Background
Auscultation is important for diagnosis of lung diseases. However, it is subjective and requires a high degree of expertise. Artificial intelligence models are being developed to overcome these limitations. We compared the methods for extraction of respiratory sound features and developed an optimal machine learning model to detect wheezing in children.
Method
In this prospective study, pediatric pulmonologists recorded and verified 103 wheeze sounds and 184 other respiratory sounds in 76 children who visited an University hospital in South Korea. Various methods were used to extract the features of respiratory sounds.
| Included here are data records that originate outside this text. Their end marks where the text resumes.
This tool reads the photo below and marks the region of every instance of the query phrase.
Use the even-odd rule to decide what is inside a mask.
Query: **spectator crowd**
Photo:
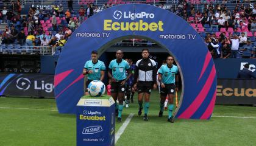
[[[68,1],[66,10],[62,4],[52,5],[51,10],[30,7],[28,14],[21,16],[20,0],[12,1],[9,7],[0,12],[0,21],[8,25],[0,32],[2,44],[25,45],[59,54],[72,32],[100,11],[97,6],[88,4],[86,7],[80,5],[76,12],[73,3]],[[109,7],[112,4],[106,3],[102,9]],[[159,7],[165,9],[163,4]],[[214,58],[255,58],[255,4],[237,4],[230,10],[227,1],[223,1],[222,4],[208,2],[196,11],[193,3],[180,0],[172,12],[200,33]]]

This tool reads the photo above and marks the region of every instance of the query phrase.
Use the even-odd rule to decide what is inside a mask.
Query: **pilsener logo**
[[[16,81],[16,86],[20,90],[27,90],[30,87],[30,81],[27,78],[19,78]]]
[[[113,16],[116,19],[120,19],[122,18],[123,13],[122,12],[119,10],[116,10],[114,12],[114,15]]]
[[[140,13],[132,13],[130,11],[129,12],[124,12],[124,15],[123,15],[122,12],[119,10],[116,10],[114,12],[113,17],[116,19],[120,19],[122,16],[124,16],[124,18],[130,19],[134,20],[135,19],[143,19],[143,18],[151,18],[153,19],[155,18],[155,15],[154,13],[148,13],[145,12],[141,12]]]
[[[83,130],[82,134],[92,134],[97,133],[100,133],[103,131],[101,126],[91,126],[85,127]]]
The dimension was reduced using the t-distributed Stochastic Neighbor Embedding, and the performance of the model for detection of wheezing was compared using the kernel Support Vector Machine (SVM).
Results
Mel-spectrogram, Mel-frequency cepstral coefficient (MFCC), and spectral contrast were most suitable for expression of respiratory sounds and showed good performance in cluster classification. The SVM model using spectral contrast showed the best performance at accuracy of 0.897, precision 0.800, recall 0.952, and F-1 score of 0.869.
Conclusion
Mel-spectrogram, MFCC, and spectral contrast are useful to characterize respiratory sounds. A machine learning model using spectral contrast showed high performance for detection of wheezing in children. This high-performance model will be useful for accurate diagnosis of respiratory diseases in children.